There is hardly a poll conducted that doesn't ask if the electability of the candidate a voter selected wasn't a motivating factor. The answer is that it is. In one poll, Newsweek found 39 percent of voters said they made their decision based on candidate electability. In a recent Christian Science Monitor online poll, 52 percent said it's OK to vote based on electability, even if it means subordinating their prefernce for another candidate.
Our candidates themselves are voicing the electability mantra.
"I am more electable because I know what it's like to grow up in a working class family," Sen. John Edwards told Newsweek. "We are the only campaign that has a chance of beating George Bush," Gov. Howard Dean said while stumping in Iowa and New Hampshire. Wesley Clark even hosted a rally at which electability was the theme.

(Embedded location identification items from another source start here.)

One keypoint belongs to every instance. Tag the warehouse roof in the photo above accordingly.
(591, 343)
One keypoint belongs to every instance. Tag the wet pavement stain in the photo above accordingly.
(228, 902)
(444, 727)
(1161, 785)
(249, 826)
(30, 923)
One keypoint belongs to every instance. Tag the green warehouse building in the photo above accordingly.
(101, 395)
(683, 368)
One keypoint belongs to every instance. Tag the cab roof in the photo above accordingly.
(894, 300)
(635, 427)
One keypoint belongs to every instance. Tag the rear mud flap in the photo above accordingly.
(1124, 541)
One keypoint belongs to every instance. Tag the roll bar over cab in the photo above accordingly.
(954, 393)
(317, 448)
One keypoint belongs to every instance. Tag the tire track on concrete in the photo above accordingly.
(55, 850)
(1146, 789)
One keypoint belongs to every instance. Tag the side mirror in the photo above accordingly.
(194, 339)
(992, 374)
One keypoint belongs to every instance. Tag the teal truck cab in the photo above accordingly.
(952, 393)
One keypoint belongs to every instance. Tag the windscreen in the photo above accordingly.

The disdain we Democrats have for George Bush is omnipresent. Most of us still harbor anger for what we believe was Republicans stealing the White House in 2000. Questions regarding the faulty intelligence on Iraq's weapons of mass destruction and on Bush's entire rationale for going to war -- along with mounting body counts -- also serve to fuel our ire.
At least regarding Iraq, Bush will have to answer to war-mongering charges when our nominee is finally selected in Boston. It is unfortunate that it will take such a challenge to compel the president to be forthright on an issue he should have been open and honest with us about from the beginning.

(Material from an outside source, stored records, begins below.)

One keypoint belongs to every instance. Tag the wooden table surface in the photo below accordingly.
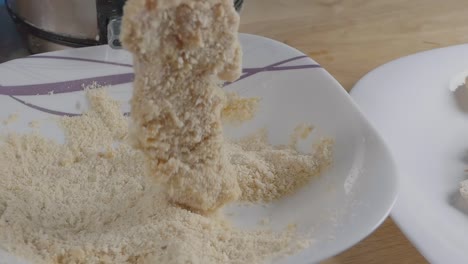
(349, 39)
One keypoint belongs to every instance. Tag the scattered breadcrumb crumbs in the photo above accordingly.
(88, 200)
(239, 109)
(269, 172)
(10, 119)
(301, 131)
(34, 124)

In the meantime, we can expect the thinning ranks of our candidates to spend less time on delving into substantive issues -- and outlining their positions on them -- and more time on pleading their case for electability. We've already witnessed the power of electability has in this campaign. It resulted in the downfall of several candidates and the bolstering of others.
Before even a vote was cast in 2004, Gov. Howard Dean held the fancy of impressive number of likely Democratic primary and caucus voters. He was clearly the front-runner and was so sure he'd be chosen that he called for the party to unify under him weeks prior to the Iowa caucuses.

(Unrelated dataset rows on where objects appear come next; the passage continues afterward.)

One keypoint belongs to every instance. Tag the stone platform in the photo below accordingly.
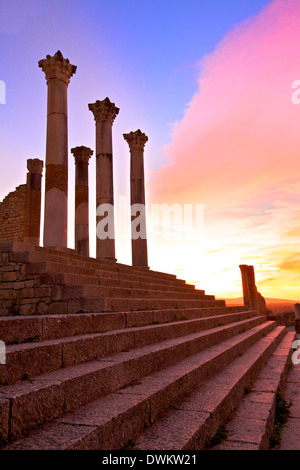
(102, 355)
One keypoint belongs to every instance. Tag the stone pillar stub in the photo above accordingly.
(33, 201)
(104, 113)
(58, 72)
(82, 155)
(136, 141)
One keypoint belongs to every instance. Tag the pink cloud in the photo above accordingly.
(237, 148)
(241, 132)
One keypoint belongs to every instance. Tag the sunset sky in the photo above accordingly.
(210, 83)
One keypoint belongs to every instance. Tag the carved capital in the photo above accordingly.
(57, 67)
(35, 166)
(82, 154)
(136, 140)
(104, 110)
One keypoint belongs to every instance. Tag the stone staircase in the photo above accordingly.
(102, 355)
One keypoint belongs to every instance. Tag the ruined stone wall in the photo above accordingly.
(12, 215)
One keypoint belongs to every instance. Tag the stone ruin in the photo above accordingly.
(100, 355)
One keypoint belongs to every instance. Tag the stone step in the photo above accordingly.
(195, 421)
(92, 305)
(69, 279)
(46, 267)
(32, 359)
(49, 396)
(86, 291)
(250, 425)
(112, 421)
(39, 254)
(33, 328)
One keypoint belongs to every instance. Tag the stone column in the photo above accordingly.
(58, 72)
(82, 156)
(105, 113)
(136, 141)
(249, 287)
(33, 201)
(244, 274)
(297, 317)
(252, 288)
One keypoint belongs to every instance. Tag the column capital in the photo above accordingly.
(136, 140)
(57, 67)
(82, 154)
(104, 110)
(35, 166)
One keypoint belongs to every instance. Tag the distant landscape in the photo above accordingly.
(276, 305)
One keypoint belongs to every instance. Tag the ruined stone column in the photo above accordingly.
(82, 156)
(297, 317)
(105, 113)
(58, 72)
(33, 201)
(249, 287)
(244, 274)
(136, 141)
(252, 288)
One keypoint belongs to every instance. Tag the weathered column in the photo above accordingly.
(58, 72)
(252, 288)
(136, 141)
(82, 156)
(249, 287)
(244, 274)
(104, 114)
(33, 201)
(297, 317)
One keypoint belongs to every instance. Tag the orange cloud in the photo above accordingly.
(236, 150)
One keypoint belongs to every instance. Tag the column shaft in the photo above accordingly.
(58, 72)
(82, 155)
(33, 202)
(104, 114)
(136, 141)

It was a bold move that is now an embarrassment to Gov. Dean, sadly. He may have been the pre-election favorite, but once voters considered a Dean vs. Bush matchup, they backed away and his "electability appeal" plummeted.
Sen. Joe Lieberman, who could well have stood toe-to-toe with President Bush regarding Iraq and the Middle East -- he did and still does support the invasion -- never registered on the electability scale even though many Republicans believed his more moderate views would have posed a greater challenge to the President. Maybe his mild manners and politeness -- two qualities for which Democrats who are sharpening their long knives to attack Bush find of little or no use -- was his "unelectability" downfall.
Then there is Sen. John Kerry who the party insiders seem to think is 'the anointed one'. Sen. Kerry won decisively in both Iowa and New Hampshire and, while he didn't sweep last Tuesday's elections, he did take five out of the seven states.
While his winning percentage is enviable, Kerry has only locked up a sliver of the delegate pie. Still, his "electability quotient" promises to gain him center stage at the Democratic convention, if not the nomination itself.
Kerry is using his war record -- he is a decorated and heroic Vietnam veteran -- which Democrats think gives him credibility on issues like Iraq. He attacks the president for the sorry state the country is in. Downplayed is the fact that, as a long-standing senator, he himself has had a hand in shaping the country as it stands today. But politics are never about self-blame or even logic; rather, they are about pointing fingers at the other party.
Despite this Kerry has become the current 'most electable' candidate -- at least among the majority who've voted so far. If he gets the nod -- certainly not a foregone conclusion, at this point-- it awaits to be seen how well he'll fare against Bush.
Putting party before personal principle in a primary election is an unusual twist. Perhaps the reason is that we Democrats are hell-bent on knocking off Bush at any cost -- even if it means forgoing the opportunity to vote for our favorite candidate. That says as much about how desperate our party is to beat Bush as it does about the otherwise good and honorable candidates we choose to abandon.